Vladimir Putin Expels More Than 700 US Diplomats

Relations Between Washington and Moscow Weaken

In reaction to a bill passed by congress that will see sanctions against Russia tightened, Russian president Vladimir Putin released a statement that the staff at the US diplomatic mission in Russia would be reduced by 755 members. The announcement comes after worsening relations between Washington and Moscow that began in the Obama administration and had continued well into the Trump government, says The Boston Globe. The report continues to clarify that the 755 employees are not necessarily Americans leaving the question of how many Americans will be sent packing. Putin goes ahead to state that Russia has some retaliatory actions lined up for America. The cut in staff will reduce the numbers to 455, equaling the number of Russian diplomats in the US.

Sanctions Against Russia

A report by Miles Parks of the NPR, says that the introduction of new sanctions against Russia was a move to punish Russia for their interference with the 2016 US elections.
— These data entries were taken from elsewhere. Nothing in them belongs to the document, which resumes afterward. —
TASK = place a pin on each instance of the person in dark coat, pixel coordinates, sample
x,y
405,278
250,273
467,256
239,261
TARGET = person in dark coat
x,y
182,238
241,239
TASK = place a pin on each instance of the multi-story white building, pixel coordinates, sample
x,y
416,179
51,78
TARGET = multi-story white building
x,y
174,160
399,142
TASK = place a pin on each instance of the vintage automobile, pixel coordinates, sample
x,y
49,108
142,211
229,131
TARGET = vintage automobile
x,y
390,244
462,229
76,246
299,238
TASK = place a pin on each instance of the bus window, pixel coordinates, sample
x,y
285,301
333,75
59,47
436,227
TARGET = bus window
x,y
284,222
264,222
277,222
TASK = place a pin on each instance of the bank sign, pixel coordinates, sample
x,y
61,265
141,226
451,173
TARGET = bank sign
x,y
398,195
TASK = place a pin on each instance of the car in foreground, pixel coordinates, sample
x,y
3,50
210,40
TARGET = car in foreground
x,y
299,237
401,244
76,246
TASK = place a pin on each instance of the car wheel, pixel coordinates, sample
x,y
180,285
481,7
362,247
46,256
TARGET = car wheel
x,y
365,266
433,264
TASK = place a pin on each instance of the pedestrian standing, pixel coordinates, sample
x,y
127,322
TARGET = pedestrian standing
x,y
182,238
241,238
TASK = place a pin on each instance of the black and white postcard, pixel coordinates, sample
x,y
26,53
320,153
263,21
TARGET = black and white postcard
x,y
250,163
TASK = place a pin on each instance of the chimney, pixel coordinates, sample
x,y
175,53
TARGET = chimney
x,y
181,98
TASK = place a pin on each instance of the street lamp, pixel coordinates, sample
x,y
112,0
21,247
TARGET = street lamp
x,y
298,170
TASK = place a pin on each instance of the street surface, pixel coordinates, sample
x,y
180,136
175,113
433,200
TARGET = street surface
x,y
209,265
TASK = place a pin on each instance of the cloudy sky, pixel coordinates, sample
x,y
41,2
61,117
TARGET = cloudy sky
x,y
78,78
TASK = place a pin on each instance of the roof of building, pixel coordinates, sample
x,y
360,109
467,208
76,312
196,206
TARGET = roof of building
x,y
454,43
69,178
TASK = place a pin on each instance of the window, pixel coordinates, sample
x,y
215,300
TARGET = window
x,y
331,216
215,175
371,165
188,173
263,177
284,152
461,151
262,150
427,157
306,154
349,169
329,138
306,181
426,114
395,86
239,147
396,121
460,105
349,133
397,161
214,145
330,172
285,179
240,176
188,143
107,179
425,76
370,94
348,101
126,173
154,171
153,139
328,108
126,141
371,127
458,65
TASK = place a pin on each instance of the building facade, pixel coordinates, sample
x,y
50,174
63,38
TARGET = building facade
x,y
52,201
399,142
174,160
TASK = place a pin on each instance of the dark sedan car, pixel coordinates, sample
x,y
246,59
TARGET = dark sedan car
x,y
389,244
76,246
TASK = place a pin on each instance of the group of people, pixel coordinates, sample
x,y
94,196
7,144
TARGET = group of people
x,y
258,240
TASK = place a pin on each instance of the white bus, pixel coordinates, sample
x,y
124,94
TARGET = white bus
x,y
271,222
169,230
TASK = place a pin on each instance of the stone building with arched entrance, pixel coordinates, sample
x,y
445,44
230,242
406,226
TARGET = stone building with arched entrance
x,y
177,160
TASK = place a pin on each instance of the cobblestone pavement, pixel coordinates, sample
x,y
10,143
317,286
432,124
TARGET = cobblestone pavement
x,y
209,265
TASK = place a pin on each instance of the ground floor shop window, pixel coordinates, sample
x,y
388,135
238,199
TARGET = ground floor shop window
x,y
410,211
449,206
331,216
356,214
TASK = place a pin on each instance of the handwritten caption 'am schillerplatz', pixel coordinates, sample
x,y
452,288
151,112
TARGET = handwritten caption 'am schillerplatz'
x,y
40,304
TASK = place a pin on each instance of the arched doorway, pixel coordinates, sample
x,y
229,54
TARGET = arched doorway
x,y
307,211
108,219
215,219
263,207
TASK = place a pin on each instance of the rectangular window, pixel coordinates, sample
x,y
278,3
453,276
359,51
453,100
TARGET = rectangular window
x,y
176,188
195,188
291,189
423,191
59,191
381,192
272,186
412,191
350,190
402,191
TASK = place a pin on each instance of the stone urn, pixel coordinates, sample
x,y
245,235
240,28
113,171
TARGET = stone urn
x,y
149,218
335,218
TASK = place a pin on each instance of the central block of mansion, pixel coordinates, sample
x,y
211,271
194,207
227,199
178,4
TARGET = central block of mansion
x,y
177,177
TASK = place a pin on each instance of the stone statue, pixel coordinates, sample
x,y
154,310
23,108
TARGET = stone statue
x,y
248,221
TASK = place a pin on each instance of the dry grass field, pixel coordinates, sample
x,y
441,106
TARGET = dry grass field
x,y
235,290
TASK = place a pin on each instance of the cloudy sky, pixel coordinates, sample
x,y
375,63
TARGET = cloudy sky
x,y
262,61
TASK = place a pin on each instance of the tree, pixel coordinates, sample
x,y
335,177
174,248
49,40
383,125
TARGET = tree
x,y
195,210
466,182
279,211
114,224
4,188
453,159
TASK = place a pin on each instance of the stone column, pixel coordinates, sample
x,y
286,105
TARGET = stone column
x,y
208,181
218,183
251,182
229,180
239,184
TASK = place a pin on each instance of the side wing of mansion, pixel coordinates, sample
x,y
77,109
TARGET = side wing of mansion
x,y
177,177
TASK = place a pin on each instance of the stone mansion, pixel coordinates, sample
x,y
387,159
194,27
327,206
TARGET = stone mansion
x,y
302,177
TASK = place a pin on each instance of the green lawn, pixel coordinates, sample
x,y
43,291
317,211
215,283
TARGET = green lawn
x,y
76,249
According to US intelligence, Kremlin interfered with the 2016 presidential elections in favor of Trump’s victory against Hilary Clinton. Other reasons for the sanctions against Russia include its aggressive behavior towards its neighbors, support of wars in Ukraine as well as the 2014 annexation of Crimea.

The New York Times states that Putin’s impatience with the declining Russian-American relations, which he had anticipated would have improved by now, contributed to the move. According to several analysts, Russia may be contemplating moves to challenge the US by targeting such places as Syria and Ukraine. A report from Aljazeera states that Putin also issued a threat to seize two diplomatic properties of the US should the House of Representatives and the Senate passed the sanctions. This move will match the seizure of two Russian diplomatic missions in 2016 during the Obama administration. Regardless of these threats, Maryland Senator Benjamin L. Cardin describes the bill as a message to Russia from the American people and its Allies.

Memories of a Cold War

The New York Times further compares these actions to those of the Cold War period where Russia reciprocated moves made by the US government against Russia. The two countries seem to be in a constant war with neither of the side ready to step down for the other. This is backed by a statement by the deputy foreign minister in Russia, Sergei Ryabkov who describes the passing of the bill as the last straw for the US-Russia diplomatic relations. He further supports Putin’s statement of retaliation against the US. However, like Putin, minister Ryabkov decline to disclose other retaliatory measures lined up for America.

Despite President Trump’s desire to improve relations between Russia and the US, the bill passed by Congress puts him in an awkward position, as he would be unable to lift any economic sanctions against Russia. Trump is therefore left with the option to either veto the bill or pass legislation he does not support.